Here's a video of a Mini Cooper R53 (new owner) running with an AC manifold attached. Notice the High side bounces from 150 to 250psi in a cycle with the fan kicking on. Low side wanders around 30psi. Shop was at 60degF
Does this indicate a blockage at the expansion valve? Or is there a non-condensible in the system?
AC blows cold but not freezing cold. Maybe 50degF (I need to put a probe in a vent still).
Fan kicks on, removes heat from condenser, high side pressure drops; this is how it works. I see no correlation to think expansion valve. You can test for non-condensable with a refrigerant analyzer, or evacuate and recharge to spec to eliminate both low charge or non condensable unknowns. So, is the fan not coming on at the right time? The computer may be taking into account your low ambient temp. A scanner is needed to evaluate and monitor all the computer commands to determine if everything is functioning properly or not.
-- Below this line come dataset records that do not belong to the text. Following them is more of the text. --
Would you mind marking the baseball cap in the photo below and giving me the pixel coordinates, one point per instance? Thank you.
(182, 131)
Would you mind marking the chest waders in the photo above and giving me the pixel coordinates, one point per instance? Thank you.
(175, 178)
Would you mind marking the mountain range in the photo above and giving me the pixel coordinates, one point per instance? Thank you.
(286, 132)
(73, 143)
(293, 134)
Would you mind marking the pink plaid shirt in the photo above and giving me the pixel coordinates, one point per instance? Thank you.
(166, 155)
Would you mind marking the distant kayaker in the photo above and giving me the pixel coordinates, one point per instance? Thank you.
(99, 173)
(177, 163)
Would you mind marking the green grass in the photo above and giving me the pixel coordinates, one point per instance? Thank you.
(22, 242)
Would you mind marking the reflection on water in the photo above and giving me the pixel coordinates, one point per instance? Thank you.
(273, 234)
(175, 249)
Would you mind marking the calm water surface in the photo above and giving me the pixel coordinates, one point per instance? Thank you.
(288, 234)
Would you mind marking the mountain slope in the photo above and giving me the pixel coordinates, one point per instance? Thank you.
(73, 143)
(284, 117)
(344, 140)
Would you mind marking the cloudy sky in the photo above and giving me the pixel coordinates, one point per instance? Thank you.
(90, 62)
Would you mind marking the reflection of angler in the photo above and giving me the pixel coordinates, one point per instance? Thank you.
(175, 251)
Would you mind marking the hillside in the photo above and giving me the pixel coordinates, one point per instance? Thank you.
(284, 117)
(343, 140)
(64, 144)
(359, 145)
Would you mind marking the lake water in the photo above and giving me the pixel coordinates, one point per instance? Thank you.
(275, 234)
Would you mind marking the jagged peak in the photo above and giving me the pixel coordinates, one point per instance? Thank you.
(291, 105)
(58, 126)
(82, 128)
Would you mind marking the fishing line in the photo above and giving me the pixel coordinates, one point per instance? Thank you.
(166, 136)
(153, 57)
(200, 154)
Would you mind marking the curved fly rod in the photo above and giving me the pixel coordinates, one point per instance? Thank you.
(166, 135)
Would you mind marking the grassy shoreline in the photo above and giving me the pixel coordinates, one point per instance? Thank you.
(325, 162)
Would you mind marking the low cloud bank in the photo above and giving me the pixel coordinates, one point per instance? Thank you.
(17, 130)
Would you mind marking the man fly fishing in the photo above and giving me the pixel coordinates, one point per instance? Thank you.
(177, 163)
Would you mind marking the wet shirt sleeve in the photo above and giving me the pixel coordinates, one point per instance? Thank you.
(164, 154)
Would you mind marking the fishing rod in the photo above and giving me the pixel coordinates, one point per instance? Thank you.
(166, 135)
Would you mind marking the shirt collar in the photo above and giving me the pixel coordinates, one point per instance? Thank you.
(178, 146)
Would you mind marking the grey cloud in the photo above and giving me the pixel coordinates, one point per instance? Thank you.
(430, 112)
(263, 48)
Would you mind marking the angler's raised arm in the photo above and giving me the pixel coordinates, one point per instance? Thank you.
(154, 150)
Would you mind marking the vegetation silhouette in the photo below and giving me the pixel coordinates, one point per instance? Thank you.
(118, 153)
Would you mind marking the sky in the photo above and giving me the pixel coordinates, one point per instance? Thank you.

Its a high tech Mini BMW.
Well, having looked at manifolds setup on other Minis the HIGH side is much more stable. 100psi fluctuation seems like a lot...no? Fan seems to be coming on at the right time.
Additionally, someone (I just got this car) had the clutch coil unplugged. As if to render the AC system inoperable. And at times the engine seems to bog down from the compressor load.
I'll be doing an evacuation and recharge this weekend if time permits. I just wanted to get some feedback on this 100psi HIGH side fluctuation going into it.
The high side will go up and up until the computer decides to turn the fan on, so you really can't tell anything from pressures with the fan off. 150 with the fan on seems OK, but if the system is undercharged it is likely to keep going lower had the computer not turned the fan off.
Charge by weight is an essential first step on any modern system and the only way to be sure the charge is right.